[SOLVED] Does x86 prefetch outside of code segment?

Does x86 prefetch outside of code segment?

The x86 architecture has started using prefetching right with its original ancestor, the 8086. To my knowledge all modern microarchitectures are doing some kind of prefetching, e.g. via the instruction cache.

Let's assume that a program has set a CS segment and is currently executing instructions towards the end of said segment. If the last instruction were to fall through, i.e. not be a jump back - or a far jump "out" - I would definitely expect the next instruction to fault as it's outside of CS.

If some kind of prefetching is enabled, I would expect it to want to fetch outside of CS. Clearly, this shouldn't fault right away as the EIP has not yet reached the forbidden area. Is it guaranteed that the prefetcher either ignores these faults? Or is the prefetching even guaranteed to not stray outside the CS? Is this documented somewhere and, if so, where?

Solution

L2 hardware prefetch (e.g. Intel's "streamer") is based on physical address and knows nothing of segmentation.

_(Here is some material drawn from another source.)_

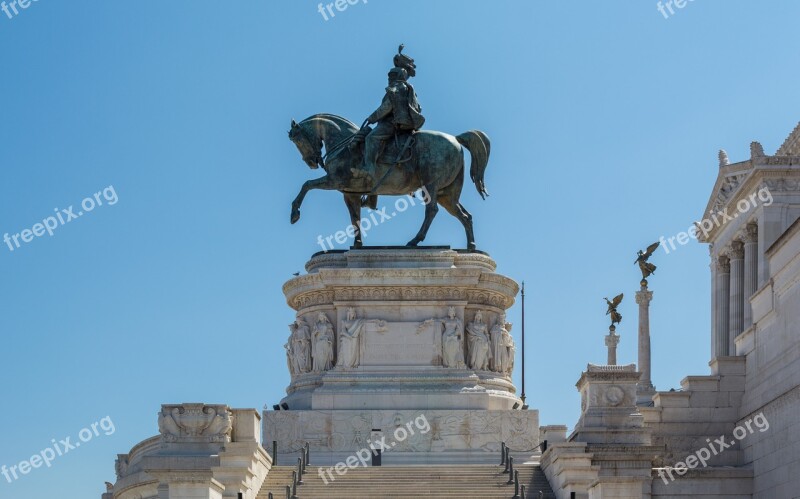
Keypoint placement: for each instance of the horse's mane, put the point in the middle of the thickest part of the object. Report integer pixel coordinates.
(332, 117)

It might tend to stop at 4K physical page boundaries because contiguous virtual addresses might not be physically contiguous at a page boundary. (And modern x86 CPUs are optimized for paging being enabled, since that's how modern OSes use them, so they wouldn't bother to have extra hardware to keep going in modes where paging is disabled.)

Modern Intel and AMD might not use hardware prefetch into L1i cache, probably just demand code fetch from wherever branch prediction speculatively takes the front-end. https://chipsandcheese.com/p/amds-zen-4-part-1-frontend-and-execution-engine doesn't mention it for Zen 4. If there is any, it would be probably based just on physical address, certainly not knowing about CS.limit. (Check Intel's or AMD's optimization guides about their HW prefetch.)

Is it guaranteed that the prefetcher either ignores these faults?

Hardware cache prefetch doesn't use logical addresses so there is no fault to ignore.

Speculative fetch (and decode and exec) encountering a fault and ignoring it is totally normal for any kind of fault. e.g. consider a do{p = p->next;}while(p != NULL) loop; the final iteration will mispredict and actually run the loop body again, trying to load from address 0 which would #PF page fault.

CPUs handle this by not actually doing anything about faults until they reach retirement, i.e. become non-speculative after all previous instructions have retired. If any previous instruction was a mis-predicted branch or exception that should have been taken, the CPU will discard the speculative work it did and start fetching from the correct place.

So it's pretty much up to the CPU architect where/when EIP is checked against CS.limit; you could check it early enough to shut down useless prefetch after one that would have faulted. CPUs already do stop fetch/decode when they encounter an instruction like int or syscall that execution can never proceed past. For data loads/stores, logical (seg:off) to linear address calculation already special-cases base=0 (flat memory model that all mainstream OSes use), having 1 cycle lower latency from address to load result. Code-fetch is probably the same, basically using EIP / RIP as the linear address to look up in the TLB when CS.base=0. Limit checking can be done in parallel by hardware and treating it like an int interrupt instruction, stopping further fetches.

Or if it saves transistors, you could optimize for the CS.limit = unlimited case that all mainstream x86 OSes use in protected mode (and is the only option in 64-bit mode) and only mark these bytes as being fetched from out of bounds? (But then you need extra bits in the pipeline to mark that, including every ROB = reorder buffer entry, so this probably doesn't make sense.)

I don't know if there is branch-prediction / speculation past jmp far that loads a new CS base and limit; I'd guess maybe not since it's used so rarely. It would presumably need to predict both the new EIP / RIP (since later call has to push that as data) and the new CS.base (or linear address for CS:EIP) for code-fetch. But it wouldn't have to predict a CS.limit; that check could be deferred until retirement.

Anyway, however the hardware accomplishes it, you definitely don't get spurious segment-limit faults from code-fetch. But hardware certainly can be filling I-cache from write-back memory regions. And some bytes from outside the CS.limit might even make it into the CPU core proper, getting fetched (or pre-fetched into the buffer on an in-order CPU). Or maybe not, that depends on the design.

An in-order CPU that (like 8086) just discards its prefetch decode buffer on jumps (including far jumps which set a new CS) wouldn't get any benefit from prefetch past CS.limit, but it's also small. It might or might not be worthwhile to build extra hardware to check CS.limit, but the only benefit would be in the rare case that execution is very close to the end of CS.limit and a code-fetch memory cycle would stop a data load or store from starting sooner.

Given the limited transistor budgets in 486 and earlier, I wouldn't be surprised if they only check CS.limit when actually decoding from the prefetch buffer, not when fetching into it.